The upgrade procedure requires the database to go read only, no new
users can be created. Comes the night of the upgrade

.. sourcecode:: sh

   ~# transaction
   Logical volume "backup" created

.. sourcecode:: sh

   ~# upgrade_schema_and_website

At dawn, the db looks like

.. sourcecode:: sh

   ~# cat ./mnt/website/database
   if:001,name:alice,age:29
   if:002,name:bob,age:18

Ouuuch man! it is corrupted, there is no 'id' column instead it is
written 'if' everywhere now and we have no clue why.
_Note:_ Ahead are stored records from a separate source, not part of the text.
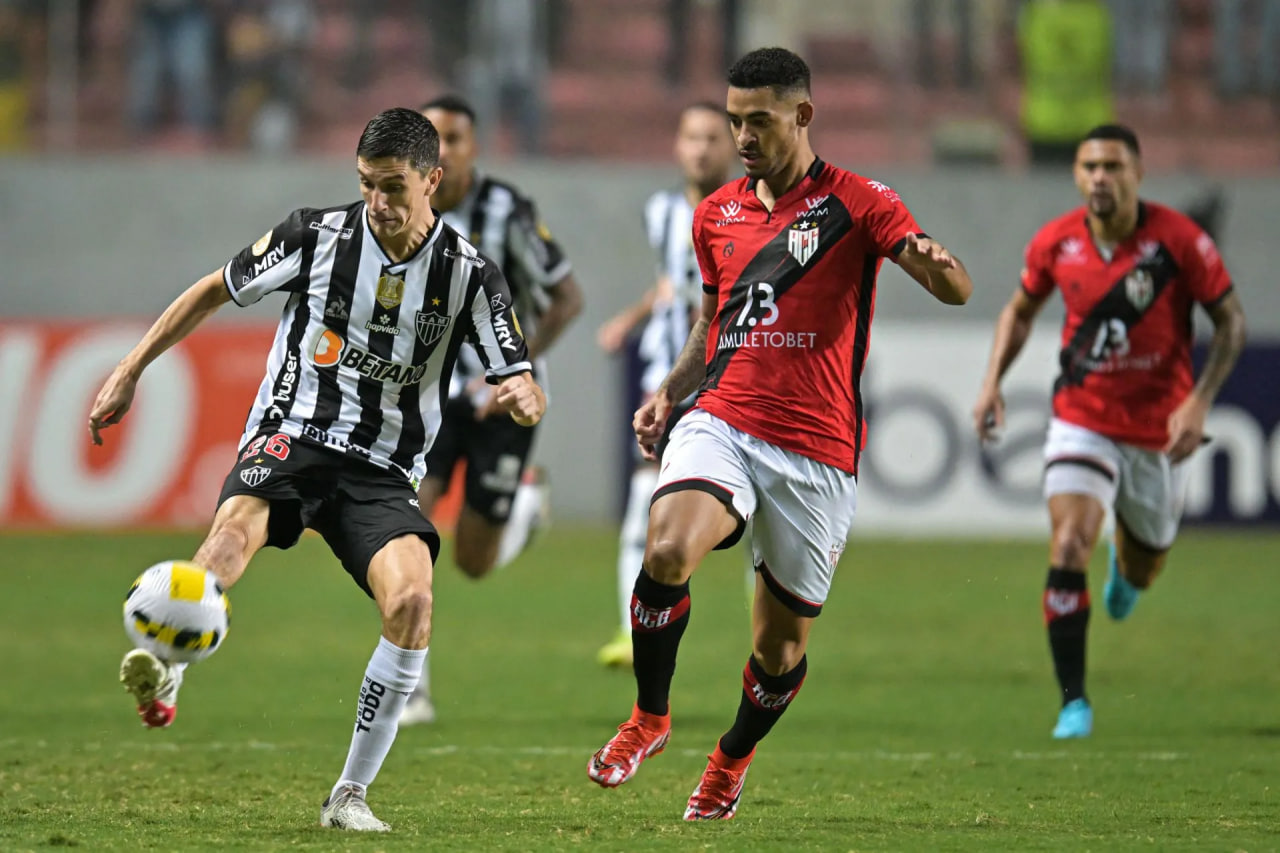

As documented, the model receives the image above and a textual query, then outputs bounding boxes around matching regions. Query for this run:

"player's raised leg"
[398,471,462,726]
[586,481,742,788]
[320,534,431,833]
[120,494,270,729]
[685,570,814,821]
[1043,493,1106,739]
[685,442,858,821]
[1103,447,1187,620]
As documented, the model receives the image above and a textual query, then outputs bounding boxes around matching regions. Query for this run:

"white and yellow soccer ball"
[124,560,232,663]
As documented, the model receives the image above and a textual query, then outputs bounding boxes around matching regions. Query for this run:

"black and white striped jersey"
[443,173,571,397]
[223,202,531,482]
[640,190,703,393]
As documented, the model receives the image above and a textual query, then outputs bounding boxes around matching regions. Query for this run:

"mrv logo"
[250,242,284,278]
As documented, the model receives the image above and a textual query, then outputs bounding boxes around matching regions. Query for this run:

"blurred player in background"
[588,47,973,820]
[88,109,545,831]
[973,124,1244,738]
[401,95,582,725]
[598,102,735,666]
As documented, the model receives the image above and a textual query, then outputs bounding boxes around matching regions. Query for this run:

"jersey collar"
[360,204,444,269]
[746,156,827,210]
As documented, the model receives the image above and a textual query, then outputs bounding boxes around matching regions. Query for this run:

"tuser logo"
[310,222,353,240]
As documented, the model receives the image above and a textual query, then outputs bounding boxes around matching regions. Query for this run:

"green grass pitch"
[0,525,1280,853]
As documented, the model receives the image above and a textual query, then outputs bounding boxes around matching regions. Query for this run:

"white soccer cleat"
[397,690,435,726]
[120,648,182,729]
[320,785,392,833]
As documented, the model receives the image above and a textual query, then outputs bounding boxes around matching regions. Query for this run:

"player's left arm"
[1165,289,1244,462]
[854,181,973,305]
[893,233,973,305]
[507,199,582,359]
[470,256,547,427]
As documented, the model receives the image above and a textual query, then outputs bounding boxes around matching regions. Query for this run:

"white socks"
[618,465,658,634]
[330,637,426,797]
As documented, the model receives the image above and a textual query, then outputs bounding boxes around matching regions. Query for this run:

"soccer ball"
[124,560,232,663]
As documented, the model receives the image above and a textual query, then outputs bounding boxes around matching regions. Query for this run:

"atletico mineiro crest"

We need to go
back to the lab, figure out what happened... What do we do now with
this mess now: we need roll back so that the production site can
continue. Easy, here is the command

.. sourcecode:: sh

   ~# abort

The abort is based on the ``lvcreate --snapshot`` and really is the
core of this article. Now, to control that the rollback went fine

.. sourcecode:: sh

   ~# cat ./mnt/website/database
   name:alice,age:29
   name:bob,age:18

   ~# ls ./mnt/website/ponies.js 2>&1 || true
   ls: cannot access ./mnt/website/ponies.js: No such file or directory

Ok, the situation is similar as before the upgrade. The service can be
restored. 

.. note::

  It is actually not easy to get the right options for ``rsync`` or
  ``tar`` for re-install the data of the backup. The version 2.02.57 of
  lvm with the device mapper hopefully integrated into the linux
  2.6.33 will be more convenient by integrating it to the
  ``lvconvert`` command of the LVM set of commands: no need for
  everyone to write (and debug) a custom ``abort`` function like we
  did. The new lvconvert command could be available in the
  distributions in the second half of 2010.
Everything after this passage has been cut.